Quantitative structure-activity relationship-guided design and molecular modeling of anaplastic lymphoma kinase L1196M inhibitors: overcoming drug resistance through docking, ADMET (absorption, distribution, metabolism, excretion, and toxicity), and density functional theory studies
Muhammad Tukur Ibrahim, Josiah Joseph Isah, Sani Uba, Adamu Uzairu
Abstract
The ALK L1196M mutation drives resistance to first-generation ALK inhibitors like crizotinib, posing a challenge in targeted therapy. This study employed a computational drug design approach, integrating QSAR modelling, molecular docking, pharmacokinetic analysis, and DFT calculations to identify and optimize novel ALK inhibitors. A dataset of 51 N 2 -(2-methoxyphenyl)pyrimidine derivatives was analysed, and a QSAR model developed using GFA-MLR demonstrated high predictive accuracy (R 2 = 0.929, Q 2 = 0.887), confirming its reliability in estimating inhibitory activity. Molecular docking with AutoDock Vina identified high-affinity compounds for ALK L1196M, with the best scaffold achieving a docking score of -9.2 kcal/mol, outperforming crizotinib (-8.3 kcal/mol).

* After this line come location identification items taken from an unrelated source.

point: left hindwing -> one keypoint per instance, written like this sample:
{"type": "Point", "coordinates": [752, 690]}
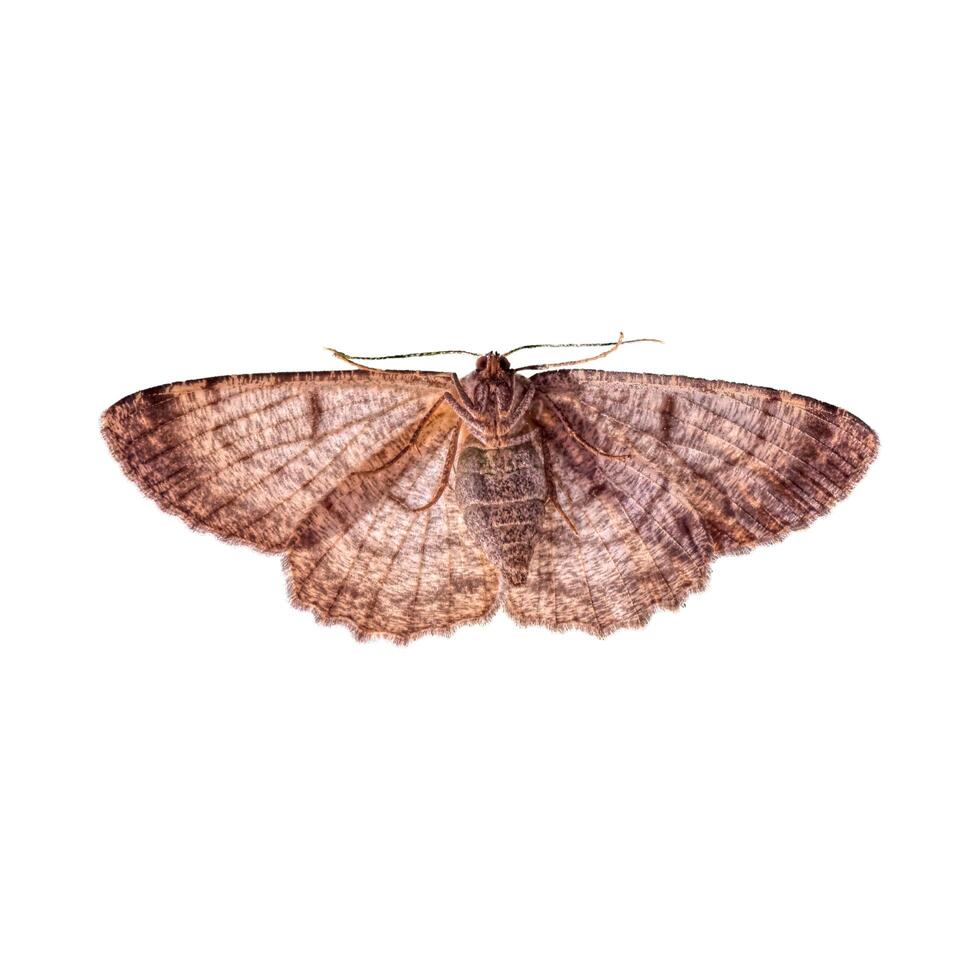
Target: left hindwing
{"type": "Point", "coordinates": [751, 463]}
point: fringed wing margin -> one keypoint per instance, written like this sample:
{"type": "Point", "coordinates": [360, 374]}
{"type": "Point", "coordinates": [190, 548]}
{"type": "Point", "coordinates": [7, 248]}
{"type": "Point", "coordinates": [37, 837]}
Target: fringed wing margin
{"type": "Point", "coordinates": [752, 464]}
{"type": "Point", "coordinates": [246, 457]}
{"type": "Point", "coordinates": [387, 553]}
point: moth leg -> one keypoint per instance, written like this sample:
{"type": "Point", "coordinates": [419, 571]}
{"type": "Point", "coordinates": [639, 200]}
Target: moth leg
{"type": "Point", "coordinates": [443, 479]}
{"type": "Point", "coordinates": [576, 437]}
{"type": "Point", "coordinates": [549, 477]}
{"type": "Point", "coordinates": [411, 444]}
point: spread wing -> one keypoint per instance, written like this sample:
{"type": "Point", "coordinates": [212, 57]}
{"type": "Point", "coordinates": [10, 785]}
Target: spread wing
{"type": "Point", "coordinates": [386, 553]}
{"type": "Point", "coordinates": [752, 463]}
{"type": "Point", "coordinates": [660, 475]}
{"type": "Point", "coordinates": [246, 457]}
{"type": "Point", "coordinates": [631, 551]}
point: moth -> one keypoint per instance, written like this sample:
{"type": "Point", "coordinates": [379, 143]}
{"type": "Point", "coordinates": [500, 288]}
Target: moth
{"type": "Point", "coordinates": [412, 502]}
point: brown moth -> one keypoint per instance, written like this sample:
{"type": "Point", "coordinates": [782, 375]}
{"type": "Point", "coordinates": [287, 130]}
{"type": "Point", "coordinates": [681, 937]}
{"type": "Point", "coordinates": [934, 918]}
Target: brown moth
{"type": "Point", "coordinates": [411, 502]}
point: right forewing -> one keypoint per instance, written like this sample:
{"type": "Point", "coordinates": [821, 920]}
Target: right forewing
{"type": "Point", "coordinates": [246, 457]}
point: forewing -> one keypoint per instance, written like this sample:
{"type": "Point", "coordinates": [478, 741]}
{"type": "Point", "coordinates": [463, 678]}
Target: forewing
{"type": "Point", "coordinates": [373, 556]}
{"type": "Point", "coordinates": [752, 463]}
{"type": "Point", "coordinates": [634, 548]}
{"type": "Point", "coordinates": [247, 456]}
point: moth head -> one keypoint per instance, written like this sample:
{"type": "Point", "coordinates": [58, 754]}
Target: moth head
{"type": "Point", "coordinates": [493, 365]}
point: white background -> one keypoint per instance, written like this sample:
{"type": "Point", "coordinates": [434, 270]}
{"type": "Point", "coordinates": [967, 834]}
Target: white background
{"type": "Point", "coordinates": [780, 780]}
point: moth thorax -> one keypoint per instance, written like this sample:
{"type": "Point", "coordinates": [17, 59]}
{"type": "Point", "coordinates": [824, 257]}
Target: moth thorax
{"type": "Point", "coordinates": [502, 493]}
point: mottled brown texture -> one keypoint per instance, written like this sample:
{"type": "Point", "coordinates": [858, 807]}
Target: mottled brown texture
{"type": "Point", "coordinates": [398, 498]}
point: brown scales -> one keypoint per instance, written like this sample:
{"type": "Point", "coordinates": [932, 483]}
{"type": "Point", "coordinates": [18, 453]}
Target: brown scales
{"type": "Point", "coordinates": [407, 503]}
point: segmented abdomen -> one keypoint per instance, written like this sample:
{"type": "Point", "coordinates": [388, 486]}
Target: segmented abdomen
{"type": "Point", "coordinates": [503, 493]}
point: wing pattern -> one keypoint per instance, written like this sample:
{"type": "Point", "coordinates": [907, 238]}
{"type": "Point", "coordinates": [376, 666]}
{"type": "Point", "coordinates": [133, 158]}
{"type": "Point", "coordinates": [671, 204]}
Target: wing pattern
{"type": "Point", "coordinates": [314, 465]}
{"type": "Point", "coordinates": [653, 476]}
{"type": "Point", "coordinates": [377, 556]}
{"type": "Point", "coordinates": [660, 475]}
{"type": "Point", "coordinates": [246, 457]}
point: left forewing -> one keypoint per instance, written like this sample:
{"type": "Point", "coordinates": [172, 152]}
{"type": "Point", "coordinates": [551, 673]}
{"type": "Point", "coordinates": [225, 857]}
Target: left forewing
{"type": "Point", "coordinates": [754, 463]}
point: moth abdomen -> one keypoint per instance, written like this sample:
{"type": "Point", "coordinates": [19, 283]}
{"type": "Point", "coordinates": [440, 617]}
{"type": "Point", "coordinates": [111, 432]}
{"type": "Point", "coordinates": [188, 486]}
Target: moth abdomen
{"type": "Point", "coordinates": [502, 493]}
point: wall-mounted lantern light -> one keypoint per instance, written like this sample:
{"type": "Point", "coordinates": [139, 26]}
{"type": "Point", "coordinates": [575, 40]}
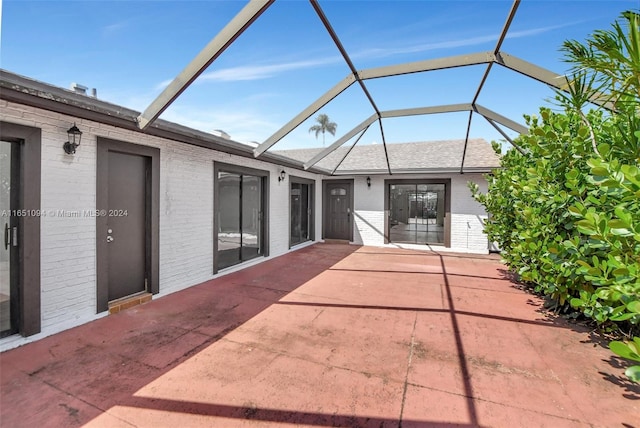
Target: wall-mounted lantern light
{"type": "Point", "coordinates": [75, 135]}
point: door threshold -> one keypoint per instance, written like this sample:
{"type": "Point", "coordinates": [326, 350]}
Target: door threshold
{"type": "Point", "coordinates": [127, 302]}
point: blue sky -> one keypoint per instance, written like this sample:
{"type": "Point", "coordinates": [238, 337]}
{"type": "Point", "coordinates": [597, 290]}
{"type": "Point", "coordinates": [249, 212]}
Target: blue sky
{"type": "Point", "coordinates": [129, 50]}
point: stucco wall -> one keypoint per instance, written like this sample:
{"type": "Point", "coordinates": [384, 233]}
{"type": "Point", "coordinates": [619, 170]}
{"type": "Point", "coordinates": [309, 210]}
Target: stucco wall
{"type": "Point", "coordinates": [467, 215]}
{"type": "Point", "coordinates": [68, 244]}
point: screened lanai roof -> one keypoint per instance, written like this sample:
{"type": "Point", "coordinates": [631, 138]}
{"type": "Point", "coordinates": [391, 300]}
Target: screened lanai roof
{"type": "Point", "coordinates": [386, 72]}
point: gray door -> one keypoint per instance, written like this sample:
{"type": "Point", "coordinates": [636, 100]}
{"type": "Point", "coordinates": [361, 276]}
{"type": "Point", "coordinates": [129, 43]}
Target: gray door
{"type": "Point", "coordinates": [9, 255]}
{"type": "Point", "coordinates": [338, 216]}
{"type": "Point", "coordinates": [126, 233]}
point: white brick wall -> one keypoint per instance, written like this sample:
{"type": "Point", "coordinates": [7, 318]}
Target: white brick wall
{"type": "Point", "coordinates": [466, 214]}
{"type": "Point", "coordinates": [68, 244]}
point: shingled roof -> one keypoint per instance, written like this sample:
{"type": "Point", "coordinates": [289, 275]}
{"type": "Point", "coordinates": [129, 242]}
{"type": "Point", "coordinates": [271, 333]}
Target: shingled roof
{"type": "Point", "coordinates": [425, 156]}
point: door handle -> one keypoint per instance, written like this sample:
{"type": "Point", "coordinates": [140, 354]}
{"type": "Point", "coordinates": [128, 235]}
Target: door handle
{"type": "Point", "coordinates": [7, 241]}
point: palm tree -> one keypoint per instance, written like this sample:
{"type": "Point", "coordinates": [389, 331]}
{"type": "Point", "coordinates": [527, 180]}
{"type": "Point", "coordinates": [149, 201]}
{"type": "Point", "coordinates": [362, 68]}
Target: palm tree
{"type": "Point", "coordinates": [324, 125]}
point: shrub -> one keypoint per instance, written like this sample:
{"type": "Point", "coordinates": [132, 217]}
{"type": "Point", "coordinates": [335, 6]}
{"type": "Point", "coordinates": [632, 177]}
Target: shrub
{"type": "Point", "coordinates": [566, 210]}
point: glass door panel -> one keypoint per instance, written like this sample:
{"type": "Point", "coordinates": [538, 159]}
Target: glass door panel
{"type": "Point", "coordinates": [251, 217]}
{"type": "Point", "coordinates": [9, 165]}
{"type": "Point", "coordinates": [229, 230]}
{"type": "Point", "coordinates": [402, 217]}
{"type": "Point", "coordinates": [300, 213]}
{"type": "Point", "coordinates": [416, 213]}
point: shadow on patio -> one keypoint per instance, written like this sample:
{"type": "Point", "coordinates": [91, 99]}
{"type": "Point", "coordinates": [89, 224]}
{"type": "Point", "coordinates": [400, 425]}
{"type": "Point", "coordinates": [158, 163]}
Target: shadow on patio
{"type": "Point", "coordinates": [330, 335]}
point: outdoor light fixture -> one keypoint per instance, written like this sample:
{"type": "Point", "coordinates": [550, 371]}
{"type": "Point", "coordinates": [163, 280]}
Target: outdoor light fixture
{"type": "Point", "coordinates": [75, 135]}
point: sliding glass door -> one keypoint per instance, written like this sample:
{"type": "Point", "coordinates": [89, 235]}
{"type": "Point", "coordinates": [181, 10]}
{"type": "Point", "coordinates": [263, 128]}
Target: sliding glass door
{"type": "Point", "coordinates": [239, 211]}
{"type": "Point", "coordinates": [301, 211]}
{"type": "Point", "coordinates": [417, 213]}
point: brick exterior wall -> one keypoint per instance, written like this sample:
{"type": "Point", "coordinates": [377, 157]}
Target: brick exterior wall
{"type": "Point", "coordinates": [466, 214]}
{"type": "Point", "coordinates": [68, 244]}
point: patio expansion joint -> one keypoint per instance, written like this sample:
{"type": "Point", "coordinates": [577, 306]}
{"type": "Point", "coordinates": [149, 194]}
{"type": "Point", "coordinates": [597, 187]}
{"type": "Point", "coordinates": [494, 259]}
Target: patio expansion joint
{"type": "Point", "coordinates": [406, 376]}
{"type": "Point", "coordinates": [553, 373]}
{"type": "Point", "coordinates": [67, 393]}
{"type": "Point", "coordinates": [498, 403]}
{"type": "Point", "coordinates": [279, 353]}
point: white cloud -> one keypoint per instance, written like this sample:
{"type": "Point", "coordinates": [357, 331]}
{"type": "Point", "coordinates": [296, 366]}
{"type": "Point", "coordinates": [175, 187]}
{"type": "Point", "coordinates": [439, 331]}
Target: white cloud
{"type": "Point", "coordinates": [472, 41]}
{"type": "Point", "coordinates": [256, 72]}
{"type": "Point", "coordinates": [241, 125]}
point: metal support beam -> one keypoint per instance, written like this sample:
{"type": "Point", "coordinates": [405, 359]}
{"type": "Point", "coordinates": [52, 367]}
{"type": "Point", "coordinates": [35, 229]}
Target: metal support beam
{"type": "Point", "coordinates": [503, 34]}
{"type": "Point", "coordinates": [447, 108]}
{"type": "Point", "coordinates": [305, 114]}
{"type": "Point", "coordinates": [466, 142]}
{"type": "Point", "coordinates": [345, 55]}
{"type": "Point", "coordinates": [531, 70]}
{"type": "Point", "coordinates": [504, 121]}
{"type": "Point", "coordinates": [214, 48]}
{"type": "Point", "coordinates": [384, 145]}
{"type": "Point", "coordinates": [504, 134]}
{"type": "Point", "coordinates": [346, 137]}
{"type": "Point", "coordinates": [427, 65]}
{"type": "Point", "coordinates": [349, 151]}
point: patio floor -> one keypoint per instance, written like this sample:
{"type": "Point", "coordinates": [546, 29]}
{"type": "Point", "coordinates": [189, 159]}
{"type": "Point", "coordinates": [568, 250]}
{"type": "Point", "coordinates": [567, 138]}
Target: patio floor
{"type": "Point", "coordinates": [330, 335]}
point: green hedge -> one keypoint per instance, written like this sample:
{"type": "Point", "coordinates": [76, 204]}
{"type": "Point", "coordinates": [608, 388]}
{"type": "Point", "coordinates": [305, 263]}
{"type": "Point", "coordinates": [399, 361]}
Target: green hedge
{"type": "Point", "coordinates": [566, 209]}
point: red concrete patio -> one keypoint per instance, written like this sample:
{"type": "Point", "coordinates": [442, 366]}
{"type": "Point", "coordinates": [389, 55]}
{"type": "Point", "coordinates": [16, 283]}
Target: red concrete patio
{"type": "Point", "coordinates": [331, 335]}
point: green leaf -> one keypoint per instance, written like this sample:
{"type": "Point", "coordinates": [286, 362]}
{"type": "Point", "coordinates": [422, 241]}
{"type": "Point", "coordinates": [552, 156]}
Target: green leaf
{"type": "Point", "coordinates": [634, 307]}
{"type": "Point", "coordinates": [621, 232]}
{"type": "Point", "coordinates": [622, 317]}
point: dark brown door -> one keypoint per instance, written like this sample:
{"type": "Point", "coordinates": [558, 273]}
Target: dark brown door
{"type": "Point", "coordinates": [9, 251]}
{"type": "Point", "coordinates": [126, 233]}
{"type": "Point", "coordinates": [338, 216]}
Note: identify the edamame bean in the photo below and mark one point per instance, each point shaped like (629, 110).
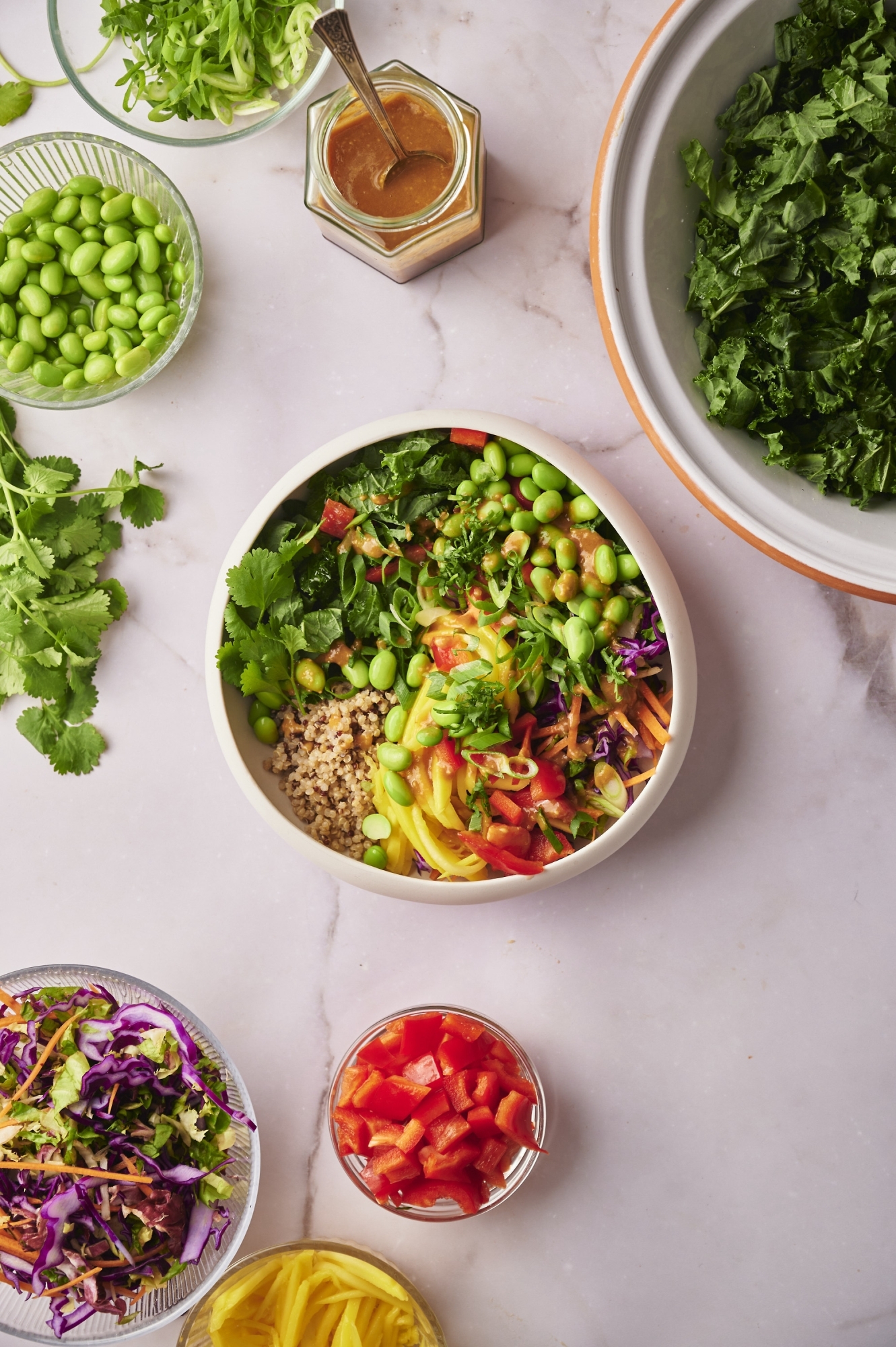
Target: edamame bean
(429, 736)
(19, 358)
(417, 670)
(397, 790)
(265, 729)
(377, 828)
(606, 566)
(396, 758)
(582, 510)
(310, 677)
(493, 453)
(617, 610)
(543, 583)
(548, 506)
(384, 667)
(580, 640)
(524, 521)
(358, 674)
(394, 724)
(567, 554)
(98, 368)
(548, 478)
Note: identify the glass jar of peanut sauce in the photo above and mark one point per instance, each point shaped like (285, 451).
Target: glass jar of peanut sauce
(346, 161)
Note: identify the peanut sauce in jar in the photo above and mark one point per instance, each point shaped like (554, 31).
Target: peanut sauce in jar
(358, 158)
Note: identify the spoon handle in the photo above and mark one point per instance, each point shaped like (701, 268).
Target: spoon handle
(335, 30)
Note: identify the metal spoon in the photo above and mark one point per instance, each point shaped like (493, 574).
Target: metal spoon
(335, 32)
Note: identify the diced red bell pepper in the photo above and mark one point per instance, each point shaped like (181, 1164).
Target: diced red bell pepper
(471, 438)
(543, 849)
(513, 1117)
(498, 859)
(455, 1054)
(362, 1096)
(486, 1089)
(506, 806)
(412, 1136)
(444, 1132)
(549, 785)
(423, 1072)
(351, 1131)
(421, 1034)
(456, 1089)
(425, 1193)
(337, 518)
(396, 1097)
(482, 1121)
(490, 1156)
(351, 1081)
(435, 1107)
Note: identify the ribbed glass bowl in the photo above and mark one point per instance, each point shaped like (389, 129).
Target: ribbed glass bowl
(195, 1332)
(50, 161)
(74, 28)
(26, 1317)
(444, 1209)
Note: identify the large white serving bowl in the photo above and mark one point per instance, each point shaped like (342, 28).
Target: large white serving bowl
(644, 243)
(245, 755)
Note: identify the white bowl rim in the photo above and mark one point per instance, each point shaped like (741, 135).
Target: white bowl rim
(39, 975)
(664, 588)
(613, 157)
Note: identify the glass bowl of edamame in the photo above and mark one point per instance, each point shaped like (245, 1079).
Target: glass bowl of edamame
(100, 271)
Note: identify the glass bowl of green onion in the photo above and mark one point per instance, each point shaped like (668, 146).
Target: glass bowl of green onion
(184, 73)
(100, 271)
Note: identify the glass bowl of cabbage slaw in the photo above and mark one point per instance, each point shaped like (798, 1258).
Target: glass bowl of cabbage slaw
(113, 1077)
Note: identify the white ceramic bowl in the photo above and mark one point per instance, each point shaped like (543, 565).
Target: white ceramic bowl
(245, 754)
(644, 243)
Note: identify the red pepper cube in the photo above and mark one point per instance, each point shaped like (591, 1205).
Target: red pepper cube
(486, 1089)
(351, 1129)
(458, 1090)
(420, 1034)
(351, 1082)
(471, 438)
(396, 1097)
(490, 1156)
(455, 1054)
(335, 519)
(432, 1108)
(513, 1117)
(444, 1132)
(482, 1121)
(412, 1136)
(423, 1072)
(361, 1098)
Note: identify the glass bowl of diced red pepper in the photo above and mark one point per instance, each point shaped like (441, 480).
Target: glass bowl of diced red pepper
(438, 1113)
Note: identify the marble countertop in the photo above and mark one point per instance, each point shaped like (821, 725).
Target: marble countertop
(712, 1010)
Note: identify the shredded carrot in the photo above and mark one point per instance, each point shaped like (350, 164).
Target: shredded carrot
(648, 719)
(574, 724)
(653, 701)
(66, 1286)
(70, 1170)
(23, 1089)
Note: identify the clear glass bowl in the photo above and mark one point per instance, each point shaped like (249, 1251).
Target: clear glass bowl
(26, 1318)
(522, 1163)
(50, 161)
(195, 1332)
(74, 28)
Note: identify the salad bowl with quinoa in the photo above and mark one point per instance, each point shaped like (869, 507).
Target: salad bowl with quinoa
(447, 661)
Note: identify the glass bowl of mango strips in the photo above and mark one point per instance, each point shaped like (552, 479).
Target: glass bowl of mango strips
(312, 1294)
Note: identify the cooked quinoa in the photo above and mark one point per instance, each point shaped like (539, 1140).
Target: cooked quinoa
(324, 760)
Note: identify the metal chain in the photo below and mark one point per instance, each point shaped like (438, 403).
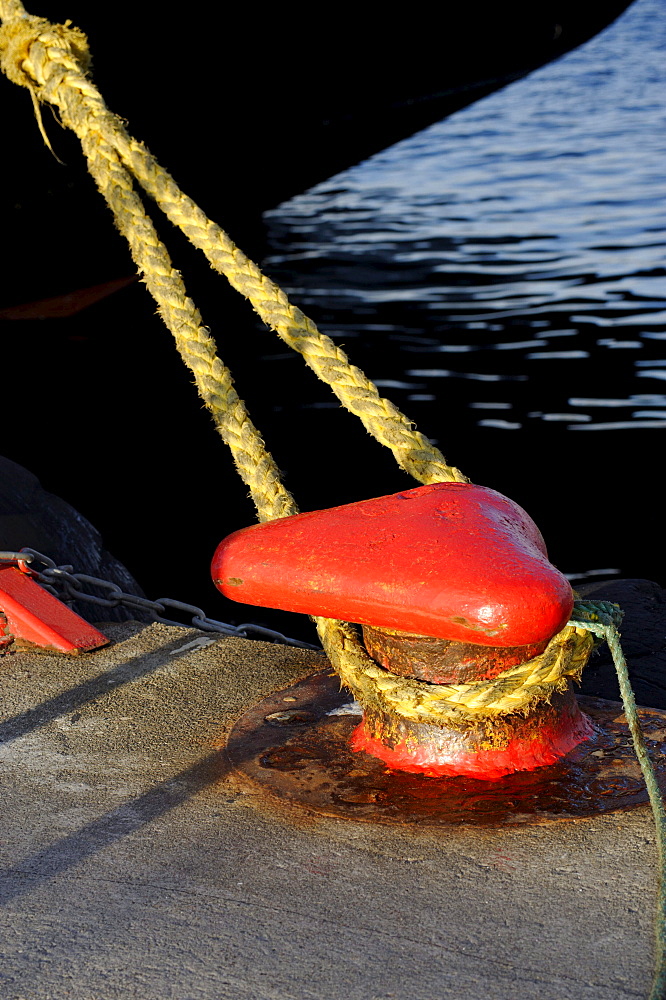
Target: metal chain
(65, 584)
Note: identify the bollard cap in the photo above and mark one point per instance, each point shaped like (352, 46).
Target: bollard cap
(451, 560)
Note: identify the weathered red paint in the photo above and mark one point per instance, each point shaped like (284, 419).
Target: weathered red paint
(37, 618)
(450, 560)
(527, 747)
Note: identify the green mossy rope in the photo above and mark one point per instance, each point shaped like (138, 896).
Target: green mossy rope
(602, 618)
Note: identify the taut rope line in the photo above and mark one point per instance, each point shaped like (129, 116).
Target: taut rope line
(52, 62)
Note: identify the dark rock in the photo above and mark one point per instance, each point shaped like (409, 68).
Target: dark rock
(32, 517)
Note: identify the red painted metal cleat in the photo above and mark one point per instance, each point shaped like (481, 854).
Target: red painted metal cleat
(451, 560)
(452, 586)
(38, 621)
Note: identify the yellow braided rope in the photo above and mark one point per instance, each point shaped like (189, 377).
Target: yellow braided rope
(51, 60)
(517, 689)
(197, 348)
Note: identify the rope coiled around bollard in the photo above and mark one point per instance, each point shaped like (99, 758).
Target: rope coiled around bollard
(52, 62)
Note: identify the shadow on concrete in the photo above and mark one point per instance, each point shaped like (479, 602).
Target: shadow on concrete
(73, 698)
(111, 827)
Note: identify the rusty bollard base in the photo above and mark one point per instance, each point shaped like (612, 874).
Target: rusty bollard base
(296, 746)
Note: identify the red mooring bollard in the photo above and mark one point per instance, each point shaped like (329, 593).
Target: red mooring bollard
(451, 584)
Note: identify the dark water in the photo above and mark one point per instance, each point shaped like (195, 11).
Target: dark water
(502, 276)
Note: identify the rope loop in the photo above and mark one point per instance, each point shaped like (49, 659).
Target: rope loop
(31, 46)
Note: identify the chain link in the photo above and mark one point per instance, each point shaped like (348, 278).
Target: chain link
(65, 584)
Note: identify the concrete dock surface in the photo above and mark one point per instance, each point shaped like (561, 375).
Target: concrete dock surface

ADMET screening confirmed favourable pharmacokinetic properties, including high intestinal absorption and low toxicity risks, making these compounds suitable for further development. Guided by these results, structurally optimized analogues were designed from the parent scaffold to enhance target affinity and drug-like behaviour. Among them, D1 emerged as the most promising candidate, exhibiting the strongest binding affinity (–9.8 kcal/mol), elevated predicted inhibitory activity (pIC 50 = 8.371), and markedly improved intestinal absorption (95.3%) relative to both compound 2 and crizotinib. D1 also displayed a clean toxicity profile, acceptable clearance, and full compliance with drug-likeness criteria. DFT calculations further supported D1’s suitability, revealing a balanced HOMO–LUMO energy gap and favourable electronic descriptors indicative of stable and effective molecular interactions. These findings highlight the utility of ligand-based scaffold optimization in overcoming resistance mechanisms, positioning D1 as a strong candidate for further experimental validation and therapeutic application.